Computer Science‎ > ‎

R For Data and Visualization: Case Study: Retail Analytics 2 - A Data Science Story


In the previous part, we explored data by creating visualizations both univariate and multivariate and clearly understood some relationships between different variables telling us about the dataset.

A few more points to explore 

ggplot

ggplot(data = train, mapping = aes(x =train$Outlet_Location_Type, y = Item_Outlet_Sales))+
  geom_jitter( mapping = aes(color = Outlet_Type))
# tier 1 and tier 2 of sup 1 has high sales density 
# it mostly is due to mart type 








ggplot

ggplot(data = train, mapping = aes(x = Item_Type, y = Item_Outlet_Sales))+
  geom_jitter( mapping = aes(color = Outlet_Type))

## grocery store items of every type sold low in  number 
# supermarket type 1 store items of every item sold high in number 
# supermarket type 2 and sup type 3 of every items sold moderayte in no .
# for every item supermarket type that is outlet type plays a major part














Now we will move to the next stage of model preparation and selecting variables to be used for predicting the target variable.



Model preparation


Missing value
As we observed there are some missing values that we need to take care of before of.


missing value

colSums(is.na(train))
colSums(is.na(test))






Now we need to take care of missing values in datasets
In order to impute a  categorical variable like  Outlet_Size, we will use mode

missing value imputation

train$Outlet_Size =  (as.numeric (as.factor(train$Outlet_Size)))
train$Outlet_Size[is.na(train$Outlet_Size)]= mode(train$Outlet_Size, na.rm = TRUE)

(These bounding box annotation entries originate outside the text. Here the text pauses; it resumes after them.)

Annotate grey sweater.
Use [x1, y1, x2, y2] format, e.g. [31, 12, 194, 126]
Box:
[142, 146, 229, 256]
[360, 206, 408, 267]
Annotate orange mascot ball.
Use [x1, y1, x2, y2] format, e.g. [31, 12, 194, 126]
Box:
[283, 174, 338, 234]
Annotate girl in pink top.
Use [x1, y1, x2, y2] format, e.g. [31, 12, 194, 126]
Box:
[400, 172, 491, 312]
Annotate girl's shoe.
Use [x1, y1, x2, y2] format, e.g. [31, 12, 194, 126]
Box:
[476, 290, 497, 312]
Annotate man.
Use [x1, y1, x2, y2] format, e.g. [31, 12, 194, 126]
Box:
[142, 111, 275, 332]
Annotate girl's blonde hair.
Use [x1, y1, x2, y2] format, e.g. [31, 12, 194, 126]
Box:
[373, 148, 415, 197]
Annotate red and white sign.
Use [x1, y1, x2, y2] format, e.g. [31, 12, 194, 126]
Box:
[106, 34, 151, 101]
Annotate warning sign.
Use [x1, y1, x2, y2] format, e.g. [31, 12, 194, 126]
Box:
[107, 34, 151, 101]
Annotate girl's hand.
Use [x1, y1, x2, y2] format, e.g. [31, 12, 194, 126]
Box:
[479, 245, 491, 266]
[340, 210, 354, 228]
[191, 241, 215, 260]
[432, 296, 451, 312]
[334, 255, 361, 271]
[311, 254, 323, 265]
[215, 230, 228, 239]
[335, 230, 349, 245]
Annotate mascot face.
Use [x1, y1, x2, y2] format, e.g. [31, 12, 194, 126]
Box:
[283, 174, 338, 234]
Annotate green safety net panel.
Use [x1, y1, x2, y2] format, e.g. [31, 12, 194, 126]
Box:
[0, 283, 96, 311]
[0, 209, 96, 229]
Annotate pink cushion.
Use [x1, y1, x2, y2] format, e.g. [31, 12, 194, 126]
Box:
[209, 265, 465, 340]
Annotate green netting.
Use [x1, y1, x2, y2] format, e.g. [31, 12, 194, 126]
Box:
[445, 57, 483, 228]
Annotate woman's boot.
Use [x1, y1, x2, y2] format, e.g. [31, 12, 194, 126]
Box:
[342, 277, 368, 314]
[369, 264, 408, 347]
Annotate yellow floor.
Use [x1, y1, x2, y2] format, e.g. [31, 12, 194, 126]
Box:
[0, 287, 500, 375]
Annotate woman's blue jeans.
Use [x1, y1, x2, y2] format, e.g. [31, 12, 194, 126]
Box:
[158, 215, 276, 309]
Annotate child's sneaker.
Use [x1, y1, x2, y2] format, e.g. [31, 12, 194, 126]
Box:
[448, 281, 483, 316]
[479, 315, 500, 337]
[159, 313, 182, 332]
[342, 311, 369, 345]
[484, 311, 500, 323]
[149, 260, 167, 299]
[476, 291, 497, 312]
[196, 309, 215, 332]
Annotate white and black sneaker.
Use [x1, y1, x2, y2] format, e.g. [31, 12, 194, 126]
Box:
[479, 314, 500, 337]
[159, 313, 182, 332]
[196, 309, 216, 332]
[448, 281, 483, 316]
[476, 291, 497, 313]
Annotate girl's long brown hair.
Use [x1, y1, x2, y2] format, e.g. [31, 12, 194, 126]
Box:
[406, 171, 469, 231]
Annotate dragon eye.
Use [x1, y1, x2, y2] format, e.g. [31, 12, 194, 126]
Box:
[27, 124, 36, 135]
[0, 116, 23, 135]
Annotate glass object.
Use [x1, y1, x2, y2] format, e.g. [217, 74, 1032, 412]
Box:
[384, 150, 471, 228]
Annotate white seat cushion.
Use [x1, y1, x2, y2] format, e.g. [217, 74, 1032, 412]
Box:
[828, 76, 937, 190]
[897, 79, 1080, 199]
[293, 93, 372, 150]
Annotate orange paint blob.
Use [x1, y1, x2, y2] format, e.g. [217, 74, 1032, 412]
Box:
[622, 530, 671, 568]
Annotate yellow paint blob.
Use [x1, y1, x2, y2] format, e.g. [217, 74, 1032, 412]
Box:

## imputing categorical variable
## imputing continuous variable  by mean

train$ Item_Weight[is.na( train$Item_Weight)] = mean(train$ Item_Weight,na.rm = TRUE)   

In order to increase accuracy, we can use MICE package too for imputing categorical and continuous variables
and the same way we can replicate it over test dataset.


Outliers
We further need to check the outlier present and see if they are more and impute them accordingly


Boxplot

     # now again boxplot
            boxplot(train$Item_Visibility, col = "blue")
           abline(h = mean(train$Item_Visibility), col = "orange", lwd = 2))



outliers

library(outliers)
library(gmodels)

 grubbs.test(train$Item_MRP, type = 10)
    (v = which(train$Item_MRP == 266.8884, arr.ind = TRUE))

boxplot(train$Item_MRP, col = "red", main = "Boxplot- Item_MRP")
                






Modification of features
Now we need to modify features to make suitable for input to a machine learning algorithm


features

 
                # converting into factors except outlet size
                train$Item_Fat_Content <- as.factor(train$Item_Fat_Content)
                 unique(train$Item_Fat_Content)
                train$Item_Type <- as.factor(train$Item_Type)
                train$Outlet_Location_Type = as.factor(train$Outlet_Location_Type)
                train$Outlet_Type<- as.factor(train$Outlet_Type)


Features


                #
                # test converting into factors
                test$Outlet_Type <- as.factor(test$Outlet_Type)
                test$Outlet_Location_Type <- as.factor(test$Outlet_Location_Type)
                test$Item_Type <- as.factor(test$Item_Type)
                test$Item_Fat_Content <- as.factor(test$Item_Fat_Content)
                str(test)



We further remove identifiers like item and outlet identifier so that we can build a Ml model on it 

removing identifier

train <- train[,-c(1,7)]

Machine learning 

Let us apply ML algorithms to  fully predict the result

we start with random forest and so one can apply different algorithms to improve accuracy or try different alternatives like Cross-validation, ensembling to improve accuracy.

ML

  library(randomForest)
 rf_model1 <- randomForest(Item_Outlet_Sales~ .,data = train, importance = TRUE, ntree = 800)# taking all variables
 

pred_rf1 <- predict(rf_model1, test)


To further check the model effect on train and  we can simply remove least important variables one by one and see its effect on accuracy 

ML

rf_model1 # details about model

 varImpPlot(rf_model1) # importance of variables with respect to target variable

we can further save the result in a form of a cv and submit it .

ML

 solution2 <- data.frame(Item_Identifier= test$Item_Identifier,
                                        Outlet_Identifier= test$Outlet_Identifier, Item_Outlet_Sales = pred_rf2)
                
                write.csv(solution2, file = 'bigmart sales 2 ', row.names = F)

we can try different methods involving creating new features thereby and try boosting algorithms xgboost or GBM to further enhance results.